Search code examples
pythonmachine-learningplotchartssimilarity

I have plots of points that I extract from an image. How can I determine a similarity measure between two different plots?


Each point has an x, y, and size.

For example these should result in similar:

Plot 1-A:

Plot 1-A

Plot 1-B:

Plot 1-B

And these should not result in similar:

Plot 2-A:

Plot 2-A

Plot 3-A:

Plot 3-A

Are there any algorithms or ways to determine similarity of the plots.

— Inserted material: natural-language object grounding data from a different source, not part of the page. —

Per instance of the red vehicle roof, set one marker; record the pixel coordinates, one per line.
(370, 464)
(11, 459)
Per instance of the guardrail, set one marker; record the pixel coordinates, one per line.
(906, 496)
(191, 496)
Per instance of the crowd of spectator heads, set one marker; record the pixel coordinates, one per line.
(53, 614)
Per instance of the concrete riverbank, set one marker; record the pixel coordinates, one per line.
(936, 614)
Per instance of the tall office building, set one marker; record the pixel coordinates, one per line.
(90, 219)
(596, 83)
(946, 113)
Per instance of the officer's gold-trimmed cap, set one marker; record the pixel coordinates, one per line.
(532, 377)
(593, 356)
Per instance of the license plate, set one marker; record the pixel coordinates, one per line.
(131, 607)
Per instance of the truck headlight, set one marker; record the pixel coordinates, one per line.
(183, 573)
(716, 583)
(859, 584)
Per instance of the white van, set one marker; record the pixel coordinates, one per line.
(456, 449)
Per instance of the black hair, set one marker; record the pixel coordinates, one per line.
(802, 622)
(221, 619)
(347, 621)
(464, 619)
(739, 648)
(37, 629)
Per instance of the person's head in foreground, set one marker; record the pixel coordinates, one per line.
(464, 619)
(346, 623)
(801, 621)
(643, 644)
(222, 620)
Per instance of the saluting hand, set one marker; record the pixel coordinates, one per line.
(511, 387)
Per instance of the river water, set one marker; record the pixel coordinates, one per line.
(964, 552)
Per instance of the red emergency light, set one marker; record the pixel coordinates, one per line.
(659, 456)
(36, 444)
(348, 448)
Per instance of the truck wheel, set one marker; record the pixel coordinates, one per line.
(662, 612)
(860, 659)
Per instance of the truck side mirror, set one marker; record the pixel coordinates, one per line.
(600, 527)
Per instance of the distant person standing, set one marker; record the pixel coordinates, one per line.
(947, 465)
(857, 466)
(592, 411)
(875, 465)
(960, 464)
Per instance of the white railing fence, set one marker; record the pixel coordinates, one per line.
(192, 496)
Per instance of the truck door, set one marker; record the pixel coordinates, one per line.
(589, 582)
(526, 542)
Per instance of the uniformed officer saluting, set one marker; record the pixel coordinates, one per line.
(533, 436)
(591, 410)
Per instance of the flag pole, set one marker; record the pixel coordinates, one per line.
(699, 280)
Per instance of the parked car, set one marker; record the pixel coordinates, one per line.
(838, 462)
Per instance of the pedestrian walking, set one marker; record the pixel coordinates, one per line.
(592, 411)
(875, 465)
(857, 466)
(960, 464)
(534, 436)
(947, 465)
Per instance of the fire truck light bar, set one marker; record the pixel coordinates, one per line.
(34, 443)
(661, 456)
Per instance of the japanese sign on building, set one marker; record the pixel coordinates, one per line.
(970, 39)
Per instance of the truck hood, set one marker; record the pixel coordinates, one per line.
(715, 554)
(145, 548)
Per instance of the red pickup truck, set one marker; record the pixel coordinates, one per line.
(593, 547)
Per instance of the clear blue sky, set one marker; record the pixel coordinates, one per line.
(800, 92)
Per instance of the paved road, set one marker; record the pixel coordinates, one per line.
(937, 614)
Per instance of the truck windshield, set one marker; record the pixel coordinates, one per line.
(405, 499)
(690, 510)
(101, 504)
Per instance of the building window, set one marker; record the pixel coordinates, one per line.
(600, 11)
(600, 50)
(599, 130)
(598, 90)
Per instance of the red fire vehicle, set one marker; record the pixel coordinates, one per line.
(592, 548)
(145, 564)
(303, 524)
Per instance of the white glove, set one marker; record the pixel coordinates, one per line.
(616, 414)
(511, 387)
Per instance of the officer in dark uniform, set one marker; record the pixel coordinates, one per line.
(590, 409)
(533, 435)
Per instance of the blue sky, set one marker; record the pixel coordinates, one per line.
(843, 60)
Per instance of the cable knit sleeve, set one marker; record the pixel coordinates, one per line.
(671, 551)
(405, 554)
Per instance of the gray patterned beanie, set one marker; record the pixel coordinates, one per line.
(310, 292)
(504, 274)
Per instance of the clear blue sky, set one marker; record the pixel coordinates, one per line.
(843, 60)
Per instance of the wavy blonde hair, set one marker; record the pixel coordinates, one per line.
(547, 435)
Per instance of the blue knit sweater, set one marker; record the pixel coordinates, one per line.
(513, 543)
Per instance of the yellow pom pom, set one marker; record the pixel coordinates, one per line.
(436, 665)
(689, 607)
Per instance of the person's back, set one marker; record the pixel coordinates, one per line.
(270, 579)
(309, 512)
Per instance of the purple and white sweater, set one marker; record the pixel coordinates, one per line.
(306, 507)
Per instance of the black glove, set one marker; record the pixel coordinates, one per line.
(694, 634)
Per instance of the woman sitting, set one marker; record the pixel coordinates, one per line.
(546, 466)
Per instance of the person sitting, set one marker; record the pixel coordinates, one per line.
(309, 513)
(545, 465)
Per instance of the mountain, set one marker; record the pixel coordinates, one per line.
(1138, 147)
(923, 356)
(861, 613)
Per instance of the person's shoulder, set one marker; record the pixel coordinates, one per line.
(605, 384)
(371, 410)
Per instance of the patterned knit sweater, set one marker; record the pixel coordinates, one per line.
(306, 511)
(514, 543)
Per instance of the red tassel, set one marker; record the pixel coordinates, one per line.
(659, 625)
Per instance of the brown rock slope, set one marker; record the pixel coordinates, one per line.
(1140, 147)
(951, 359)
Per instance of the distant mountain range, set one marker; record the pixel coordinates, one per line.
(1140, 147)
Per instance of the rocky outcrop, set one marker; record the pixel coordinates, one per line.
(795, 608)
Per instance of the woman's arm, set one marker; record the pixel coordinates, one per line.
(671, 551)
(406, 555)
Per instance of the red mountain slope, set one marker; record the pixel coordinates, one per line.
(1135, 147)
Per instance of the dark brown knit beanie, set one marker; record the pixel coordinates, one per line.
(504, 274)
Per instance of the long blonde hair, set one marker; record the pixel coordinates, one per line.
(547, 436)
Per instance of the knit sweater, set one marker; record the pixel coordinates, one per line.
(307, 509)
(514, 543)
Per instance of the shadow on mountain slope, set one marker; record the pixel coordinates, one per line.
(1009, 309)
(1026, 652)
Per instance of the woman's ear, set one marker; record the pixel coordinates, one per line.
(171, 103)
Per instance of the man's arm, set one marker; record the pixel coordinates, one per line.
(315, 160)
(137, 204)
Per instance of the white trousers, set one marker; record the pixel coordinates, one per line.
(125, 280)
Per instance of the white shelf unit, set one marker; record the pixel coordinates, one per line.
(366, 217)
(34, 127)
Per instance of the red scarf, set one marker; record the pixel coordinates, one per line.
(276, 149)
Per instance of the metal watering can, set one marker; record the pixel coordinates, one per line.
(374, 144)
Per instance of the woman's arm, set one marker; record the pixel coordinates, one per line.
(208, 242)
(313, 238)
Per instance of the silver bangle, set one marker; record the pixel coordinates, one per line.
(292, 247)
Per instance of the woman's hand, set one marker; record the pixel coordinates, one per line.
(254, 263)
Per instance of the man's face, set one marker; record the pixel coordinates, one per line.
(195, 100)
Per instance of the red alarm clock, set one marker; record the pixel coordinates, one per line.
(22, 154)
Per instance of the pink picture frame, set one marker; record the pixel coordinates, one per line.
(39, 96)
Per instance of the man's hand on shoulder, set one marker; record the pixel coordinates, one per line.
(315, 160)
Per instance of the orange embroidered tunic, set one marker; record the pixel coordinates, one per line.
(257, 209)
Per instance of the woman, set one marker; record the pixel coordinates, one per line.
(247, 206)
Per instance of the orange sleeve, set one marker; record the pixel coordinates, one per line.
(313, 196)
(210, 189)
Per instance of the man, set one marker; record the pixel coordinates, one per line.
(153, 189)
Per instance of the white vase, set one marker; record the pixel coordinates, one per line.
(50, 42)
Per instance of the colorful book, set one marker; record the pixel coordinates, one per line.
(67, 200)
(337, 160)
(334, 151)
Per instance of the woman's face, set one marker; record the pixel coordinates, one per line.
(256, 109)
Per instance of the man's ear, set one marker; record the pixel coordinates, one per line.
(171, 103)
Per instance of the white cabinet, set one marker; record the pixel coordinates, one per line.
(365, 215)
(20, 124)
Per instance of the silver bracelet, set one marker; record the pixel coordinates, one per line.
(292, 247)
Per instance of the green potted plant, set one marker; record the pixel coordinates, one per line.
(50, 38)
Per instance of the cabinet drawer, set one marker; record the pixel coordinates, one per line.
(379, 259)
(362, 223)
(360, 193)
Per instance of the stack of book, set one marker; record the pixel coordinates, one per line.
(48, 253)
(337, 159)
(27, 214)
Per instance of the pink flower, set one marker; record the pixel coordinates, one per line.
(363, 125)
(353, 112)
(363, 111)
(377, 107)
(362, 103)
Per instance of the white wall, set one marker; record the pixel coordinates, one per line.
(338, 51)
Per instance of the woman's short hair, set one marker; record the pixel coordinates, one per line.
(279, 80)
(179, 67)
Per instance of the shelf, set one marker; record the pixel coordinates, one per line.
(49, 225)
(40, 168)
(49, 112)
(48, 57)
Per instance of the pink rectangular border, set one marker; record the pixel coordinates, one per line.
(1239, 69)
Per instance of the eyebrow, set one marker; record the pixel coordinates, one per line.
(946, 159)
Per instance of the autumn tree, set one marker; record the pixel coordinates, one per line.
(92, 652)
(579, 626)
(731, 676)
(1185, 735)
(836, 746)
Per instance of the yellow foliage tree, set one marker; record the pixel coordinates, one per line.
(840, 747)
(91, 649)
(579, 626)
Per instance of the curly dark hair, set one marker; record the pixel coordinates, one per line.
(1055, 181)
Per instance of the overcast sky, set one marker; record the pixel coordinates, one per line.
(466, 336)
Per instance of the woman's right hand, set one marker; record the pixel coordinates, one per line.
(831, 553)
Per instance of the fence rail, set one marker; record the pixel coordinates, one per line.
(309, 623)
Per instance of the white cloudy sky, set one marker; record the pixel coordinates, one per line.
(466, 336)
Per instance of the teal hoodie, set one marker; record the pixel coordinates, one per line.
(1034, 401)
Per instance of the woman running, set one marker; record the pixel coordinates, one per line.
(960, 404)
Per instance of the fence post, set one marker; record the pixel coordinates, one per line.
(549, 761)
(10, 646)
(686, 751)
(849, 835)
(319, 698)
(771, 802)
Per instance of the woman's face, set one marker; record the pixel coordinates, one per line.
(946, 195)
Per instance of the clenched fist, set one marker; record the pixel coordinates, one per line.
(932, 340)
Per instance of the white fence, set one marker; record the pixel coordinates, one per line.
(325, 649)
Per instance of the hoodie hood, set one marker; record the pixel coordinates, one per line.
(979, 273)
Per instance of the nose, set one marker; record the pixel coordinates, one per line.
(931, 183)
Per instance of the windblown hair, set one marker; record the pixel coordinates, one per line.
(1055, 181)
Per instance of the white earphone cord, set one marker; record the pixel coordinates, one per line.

I tried creating a feature vector for each graph like number of points in each quadrant, the largest point size, distance between the two largest points and doing cosine similarity. But I keep getting high similarities for non matching graphs. I was looking into creating a ML model for this and was looking into siamese model, but cannot get it to train correctly.


Solution

  • you could look at converting your data into a matrix that covers the entire plain you have on the x,y space with each point representing a part of the matrix, large data points will then be represented automatically. A 1 represents whether there's something in that cell, a 0 representing white space

    For example, If you have a 3X3 space, having a matrix space like below:

    101
    010
    111
    

    and

    111
    011
    101 
    

    You can do a cosine similarity on both these matrices to evaluate the closeness to each other. There might be some libraries in OpenCV that could help you with this, my answer covers the principle you would need to aim to achieve. The main issue you have is representing your data in a way that's conducive for comparisons.